Become more macho or risk your extinction, men told
By Chris Hastings and Beth Jones
British men are being told to be alert to a condition that could "put them on the fast track to extinction".
Symptoms of the "illness" that has been dubbed "mantropy" include a penchant for pedicures, fruit smoothies and small dogs.
American Maxim, one of the biggest-selling men's magazines in the world, has defined mantropy as "a silent killer which strikes men in the prime of life".
The magazine has been urging American men to be macho rather than manicured and to indulge their passion for cars rather than clothes.
The campaign coincides with research that shows that men and women are being increasingly turned off by media images of well-groomed, feminine-looking men.
More than three-quarters of men questioned as part of the Leo Burnett Man Study believed that images of men in advertising are out of touch with reality.
Sixty per cent of the 2,000-strong sample said that their masculinity was defined by their status within the home and workplace, not by the way they looked.
This research reinforces the findings of a poll published in April which found that 90 per cent of women preferred a man who was "low-maintenance and easy-going".
The Maxim campaign, which began as a light-hearted swipe at so-called "metrosexuality", has received huge support from men. It has become so popular that there are even souvenir T-shirts and screensavers carrying slogans such as "don't manicure the man" and "walk like a man".
The magazine's website says: "If you are male, you're at risk. Mantropy knows no social or economic boundaries, attacking men of all races and tax brackets without warning."
Greg Gutfeld, the editor of the British edition of Maxim, said the campaign had been sparked by fashion images of hairless men.
"It's that sort of thing which is driving normal men crazy," he said. "I personally think television and pubs are the best inoculation against this sort of thing." The campaign is good news for macho heart-throbs, such as Colin Farrell, Bruce Willis and Russell Crowe, and is further proof that the appeal of metrosexual icons such as Jude Law and Orlando Bloom may be on the wane, even if it has yet to have an impact on some stars. For example, Mickey Rourke, a former boxer and the star of the -violent thriller Sin City, has a Chihuahua.
The research into male -values is encouraging advertisers to reconsider their approach. Marketing experts are advising firms to use images that register with a uniquely male point of view.
The campaign has, however, met with a mixed response in Britain. Sam West, who appeared in Howards End, Notting Hill and Van Helsing, confessed to owning a nose-hair clipper, but insisted that he counteracted every smoothie with a double espresso.
"The small dog thing has never been a turn on - you can go too far," he said. "But in my case, as an actor, you want to look after your skin so you can play young parts for as long as possible."
Olivia Williams, who has been in films such as The Sixth Sense, Peter Pan and Valiant, said attraction was about striking the right balance between machismo and metrosexuality. "I am somewhere in between, and can appreciate the merits of both kinds of men," she said. "I am all in favour of men having a regular pedicure. That should be an absolute rule. Having said that, I do not want a man who spends more time in front of the mirror than I do."

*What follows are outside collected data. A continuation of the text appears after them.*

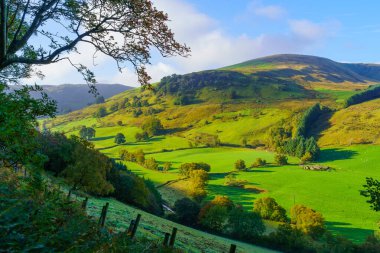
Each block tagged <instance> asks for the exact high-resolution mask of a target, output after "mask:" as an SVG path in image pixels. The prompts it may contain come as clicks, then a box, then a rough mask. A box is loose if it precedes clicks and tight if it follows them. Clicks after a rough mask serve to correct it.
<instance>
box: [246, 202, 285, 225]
mask: <svg viewBox="0 0 380 253" xmlns="http://www.w3.org/2000/svg"><path fill="white" fill-rule="evenodd" d="M253 211H254V212H256V213H258V214H259V215H260V216H261V217H262V218H263V219H268V220H273V221H282V222H285V221H286V220H287V217H286V211H285V209H284V208H283V207H282V206H280V205H279V204H278V203H277V202H276V200H275V199H274V198H269V197H264V198H260V199H257V200H256V201H255V203H254V205H253Z"/></svg>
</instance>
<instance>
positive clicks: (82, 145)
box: [62, 136, 114, 195]
mask: <svg viewBox="0 0 380 253" xmlns="http://www.w3.org/2000/svg"><path fill="white" fill-rule="evenodd" d="M71 138H72V139H74V140H75V142H76V146H75V148H74V151H73V161H74V162H73V163H72V164H70V165H69V166H68V167H67V168H66V169H65V170H63V171H62V175H63V176H64V177H65V179H66V180H67V181H68V183H69V184H70V185H71V189H70V192H69V195H70V193H71V192H72V191H75V190H78V189H82V190H84V191H86V192H89V193H95V194H107V193H110V192H112V191H113V190H114V189H113V186H112V185H111V184H110V183H109V182H108V181H107V178H106V176H107V173H109V171H110V170H111V168H112V164H111V162H110V160H109V158H108V157H106V156H105V155H103V154H101V153H100V152H99V151H97V150H95V149H94V145H93V144H91V143H90V142H88V141H86V140H83V139H78V137H75V136H72V137H71Z"/></svg>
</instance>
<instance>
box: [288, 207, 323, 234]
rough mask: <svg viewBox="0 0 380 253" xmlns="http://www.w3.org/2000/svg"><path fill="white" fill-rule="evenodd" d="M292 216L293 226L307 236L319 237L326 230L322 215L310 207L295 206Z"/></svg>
mask: <svg viewBox="0 0 380 253" xmlns="http://www.w3.org/2000/svg"><path fill="white" fill-rule="evenodd" d="M290 214H291V222H292V224H294V226H295V227H296V228H297V229H299V230H301V231H302V232H304V233H305V234H308V235H311V236H312V237H318V236H320V235H322V234H323V233H324V232H325V230H326V228H325V224H324V218H323V216H322V214H320V213H318V212H316V211H314V210H313V209H311V208H309V207H306V206H303V205H295V206H293V207H292V209H291V210H290Z"/></svg>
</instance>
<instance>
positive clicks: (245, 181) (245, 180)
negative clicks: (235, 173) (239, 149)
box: [224, 173, 248, 188]
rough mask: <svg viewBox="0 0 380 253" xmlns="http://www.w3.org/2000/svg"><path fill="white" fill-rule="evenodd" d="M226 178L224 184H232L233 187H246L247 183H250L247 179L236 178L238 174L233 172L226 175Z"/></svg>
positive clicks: (232, 186)
mask: <svg viewBox="0 0 380 253" xmlns="http://www.w3.org/2000/svg"><path fill="white" fill-rule="evenodd" d="M224 179H225V180H226V182H225V183H224V185H227V186H231V187H238V188H244V187H245V185H246V184H247V183H248V181H247V180H239V179H236V176H235V175H234V174H232V173H230V174H228V175H227V176H225V177H224Z"/></svg>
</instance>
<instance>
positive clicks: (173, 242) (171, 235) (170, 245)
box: [169, 227, 177, 247]
mask: <svg viewBox="0 0 380 253" xmlns="http://www.w3.org/2000/svg"><path fill="white" fill-rule="evenodd" d="M176 236H177V228H176V227H174V228H173V230H172V235H171V236H170V242H169V246H170V247H173V246H174V242H175V237H176Z"/></svg>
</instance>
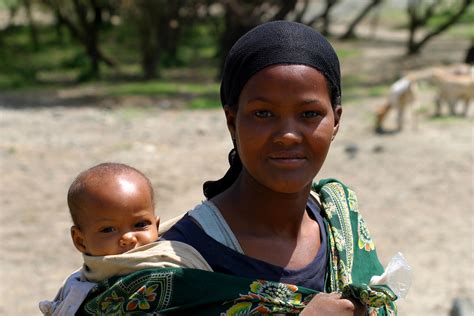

Andy McNab, the former SAS officer and best-selling novelist, said there was already evidence that some men were reconnecting with their masculinity in a bid to make themselves more attractive to women.
"I think women want real men in the same way that men want real women," he said. "I do notice that men are trying to be more macho in a bid to attract women."
Louise McIntosh, the manager of the Refinery, an all-male beauty salon in London, said that men who paid for treatments such as Indian head massages, pedicures and enzymatic mud wraps, left the salon "looking unquestionably masculine".